Scroll untuk membaca artikel
Munirah | Taufan Rizka Purnawan
Ilustrasi Dusta. (pixabay.com)

Sebuah kata bernama dusta menjadi haluan kehidupan bagi manusia yang haus akan ambisi duniawi. Segalanya diraih tanpa menatap perihal baik atau buruk. Dusta seakan menjadi makanan mewah bagi manusia hina.

Dusta dalam berujar melenyapkan segala akal pikir yang bertengger pada kepala. Dusta seolah sebuah kelaziman polah yang pada hamparan kehidupan yang busuk.

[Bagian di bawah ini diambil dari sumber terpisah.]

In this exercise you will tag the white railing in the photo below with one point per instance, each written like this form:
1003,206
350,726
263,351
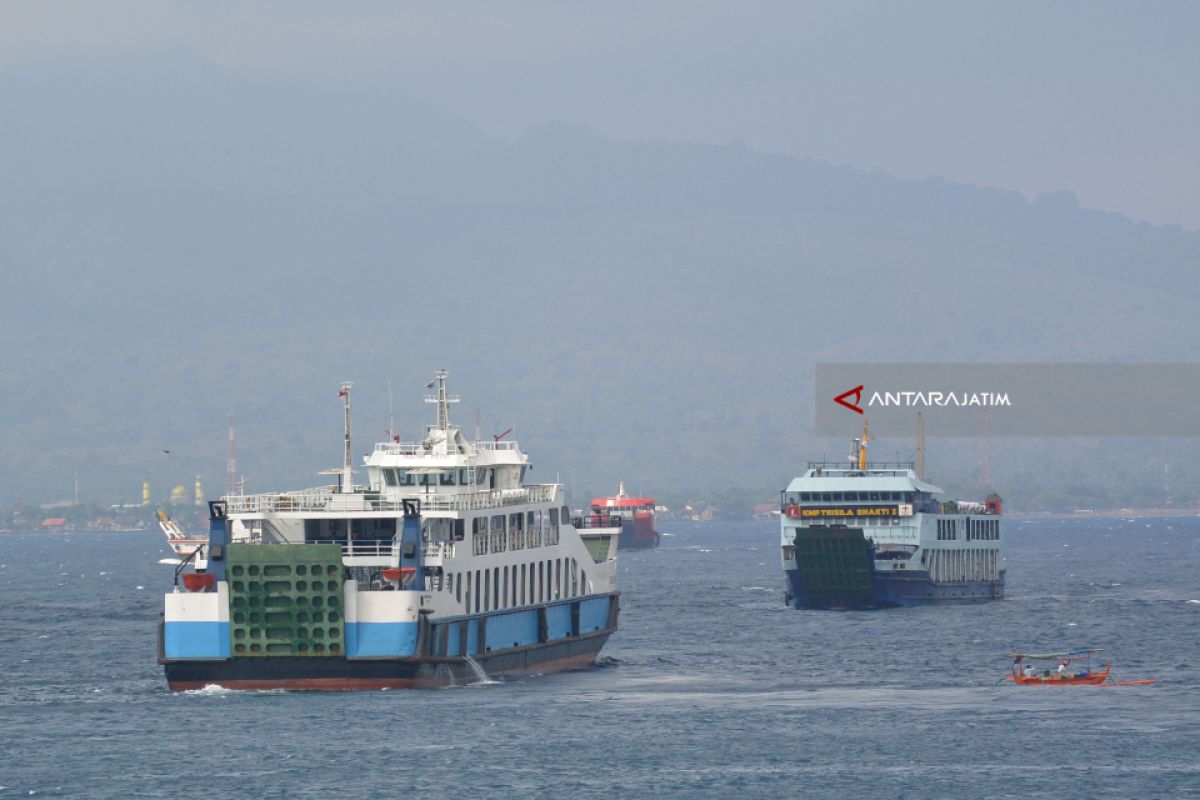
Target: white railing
318,499
300,500
400,449
418,449
496,445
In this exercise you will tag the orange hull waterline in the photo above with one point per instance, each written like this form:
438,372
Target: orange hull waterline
1078,677
1092,679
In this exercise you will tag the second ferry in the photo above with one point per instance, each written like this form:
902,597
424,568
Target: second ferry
445,566
862,535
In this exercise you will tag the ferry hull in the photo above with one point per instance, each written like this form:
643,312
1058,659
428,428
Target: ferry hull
637,534
342,674
891,590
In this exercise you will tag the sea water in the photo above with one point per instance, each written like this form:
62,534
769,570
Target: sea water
711,689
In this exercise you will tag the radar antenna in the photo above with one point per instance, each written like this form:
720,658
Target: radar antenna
442,400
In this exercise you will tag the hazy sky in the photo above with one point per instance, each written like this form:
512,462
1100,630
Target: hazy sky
1098,98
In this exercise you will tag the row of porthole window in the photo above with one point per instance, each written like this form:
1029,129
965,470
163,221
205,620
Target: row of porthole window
517,584
253,570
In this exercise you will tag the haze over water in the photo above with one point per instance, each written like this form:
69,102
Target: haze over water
711,687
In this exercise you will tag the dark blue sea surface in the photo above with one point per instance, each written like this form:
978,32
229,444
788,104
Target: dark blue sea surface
711,689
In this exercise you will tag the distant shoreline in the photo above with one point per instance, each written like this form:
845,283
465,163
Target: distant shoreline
1104,513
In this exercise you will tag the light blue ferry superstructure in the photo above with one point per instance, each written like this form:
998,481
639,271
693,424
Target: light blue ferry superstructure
861,535
443,564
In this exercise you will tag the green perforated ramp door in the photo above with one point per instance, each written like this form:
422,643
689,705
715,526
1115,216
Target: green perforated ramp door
286,600
834,563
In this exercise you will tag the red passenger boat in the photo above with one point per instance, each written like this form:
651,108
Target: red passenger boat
1074,668
636,518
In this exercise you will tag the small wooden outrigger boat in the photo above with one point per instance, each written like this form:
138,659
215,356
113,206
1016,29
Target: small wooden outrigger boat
1027,674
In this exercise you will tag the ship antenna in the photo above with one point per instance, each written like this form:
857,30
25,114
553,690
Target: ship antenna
391,416
232,461
347,464
921,446
442,400
862,449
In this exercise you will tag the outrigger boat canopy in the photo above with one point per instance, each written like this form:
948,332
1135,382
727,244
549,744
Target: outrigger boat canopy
1053,656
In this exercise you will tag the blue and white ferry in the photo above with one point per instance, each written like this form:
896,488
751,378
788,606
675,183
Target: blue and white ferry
862,535
444,566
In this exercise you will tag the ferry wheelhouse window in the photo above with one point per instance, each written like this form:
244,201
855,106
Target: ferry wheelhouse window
371,528
498,533
479,535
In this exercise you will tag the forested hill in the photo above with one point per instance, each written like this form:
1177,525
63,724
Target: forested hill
179,241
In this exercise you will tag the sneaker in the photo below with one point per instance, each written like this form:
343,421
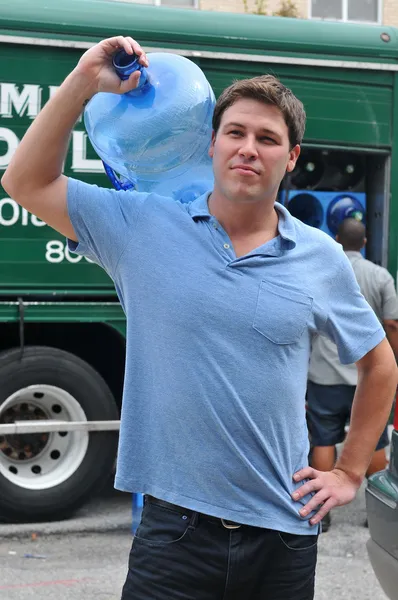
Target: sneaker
326,523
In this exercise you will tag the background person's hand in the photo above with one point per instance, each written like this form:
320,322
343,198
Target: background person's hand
330,488
96,65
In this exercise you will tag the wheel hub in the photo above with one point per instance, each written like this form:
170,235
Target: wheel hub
40,461
25,446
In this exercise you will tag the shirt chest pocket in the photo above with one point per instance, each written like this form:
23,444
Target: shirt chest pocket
281,314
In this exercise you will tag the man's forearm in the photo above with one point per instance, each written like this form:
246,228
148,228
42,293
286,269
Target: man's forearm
371,408
39,158
392,336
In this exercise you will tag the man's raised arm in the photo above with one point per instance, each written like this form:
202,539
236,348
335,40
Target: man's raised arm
34,176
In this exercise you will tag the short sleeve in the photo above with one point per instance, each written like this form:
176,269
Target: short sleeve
104,221
351,323
389,298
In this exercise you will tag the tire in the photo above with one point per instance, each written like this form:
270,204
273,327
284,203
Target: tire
47,476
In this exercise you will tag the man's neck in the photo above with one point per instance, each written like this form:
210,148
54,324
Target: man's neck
244,219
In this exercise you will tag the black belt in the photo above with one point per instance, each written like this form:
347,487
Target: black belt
224,522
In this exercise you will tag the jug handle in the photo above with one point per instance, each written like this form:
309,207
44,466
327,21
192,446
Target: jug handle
116,181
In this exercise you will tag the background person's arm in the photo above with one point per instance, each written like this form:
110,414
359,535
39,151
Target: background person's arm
34,176
391,329
377,382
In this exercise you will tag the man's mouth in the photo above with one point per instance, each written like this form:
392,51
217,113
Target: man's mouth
245,170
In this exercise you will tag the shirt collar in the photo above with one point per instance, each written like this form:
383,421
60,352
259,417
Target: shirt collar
199,209
353,254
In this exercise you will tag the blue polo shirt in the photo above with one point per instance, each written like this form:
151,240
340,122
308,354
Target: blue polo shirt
213,414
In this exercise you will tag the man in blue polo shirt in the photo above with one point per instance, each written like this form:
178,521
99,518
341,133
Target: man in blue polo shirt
222,298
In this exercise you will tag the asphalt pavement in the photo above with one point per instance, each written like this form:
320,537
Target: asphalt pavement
85,558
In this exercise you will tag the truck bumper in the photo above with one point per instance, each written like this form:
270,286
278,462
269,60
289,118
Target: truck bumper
385,567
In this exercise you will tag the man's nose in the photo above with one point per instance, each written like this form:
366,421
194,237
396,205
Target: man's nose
248,148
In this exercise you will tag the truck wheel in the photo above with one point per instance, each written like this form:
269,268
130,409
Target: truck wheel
46,476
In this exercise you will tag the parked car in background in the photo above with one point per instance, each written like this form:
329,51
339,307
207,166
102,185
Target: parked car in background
382,512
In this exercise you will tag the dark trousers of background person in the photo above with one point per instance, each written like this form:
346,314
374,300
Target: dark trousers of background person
178,554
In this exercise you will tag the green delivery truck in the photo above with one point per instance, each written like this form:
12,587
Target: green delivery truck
62,331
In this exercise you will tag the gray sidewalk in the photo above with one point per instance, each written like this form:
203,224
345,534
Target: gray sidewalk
109,511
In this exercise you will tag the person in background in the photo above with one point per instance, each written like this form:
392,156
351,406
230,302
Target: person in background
222,297
332,385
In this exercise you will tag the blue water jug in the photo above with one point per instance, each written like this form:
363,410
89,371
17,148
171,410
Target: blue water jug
156,137
342,207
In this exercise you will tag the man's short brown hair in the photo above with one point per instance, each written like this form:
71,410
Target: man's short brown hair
267,89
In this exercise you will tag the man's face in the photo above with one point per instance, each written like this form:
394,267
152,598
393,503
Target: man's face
251,151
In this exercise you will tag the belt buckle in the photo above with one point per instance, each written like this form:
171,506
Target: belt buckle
229,524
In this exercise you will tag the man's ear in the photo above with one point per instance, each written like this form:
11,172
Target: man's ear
213,139
293,156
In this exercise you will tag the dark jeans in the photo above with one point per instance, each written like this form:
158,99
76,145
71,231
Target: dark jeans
178,554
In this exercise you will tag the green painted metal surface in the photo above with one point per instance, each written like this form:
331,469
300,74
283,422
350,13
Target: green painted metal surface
98,18
352,108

Rusaklah lisan manusia penuh berujar dusta kepada sesama manusia. Hanya kebanggaan akan polah dusta manusia yang dicampakkan. Tak sadar manusia yang penuh dusta tersemat sebagai manusia laknat.

Berujar dusta dengan melapisi rupa kelicikan polahnya berlagak bagai manusia bijak. Meramu rangkaian kalimah busuk menjadi kalimah bijak. Yang membuat sesama manusia terbuai dalam rangkaian kalimah yang dirangkai terlihat bijak.

Dusta yang bertopeng polos nan suci rupanya sebagai jurus sakti membuat sesama manusia terbuai. Terbuai akan dusta yang berucap nyata.

Dusta yang menjadi jurus sakti mengais segenap simpati kepada sesama. Dengan berharap belas kasihan menanti uluran tangan. Segenap tipu muslihat diperbuat dalam bauran dusta.

Manusia dusta yang tak tahu malu akan kehinaan yang amat rendah. Dengan riang hati manusia dusta melawan naluri kecil yang tak bernyawa lagi. Guncangan dusta hanya bagai tuntunan langkah kebatilan yang nyata.

Kiasan polah manusia yang busuk menjadikan dusta sebagai pencahariannya. Dusta seakan dianggap sebuah kelaziman yang terlihat amat mulia.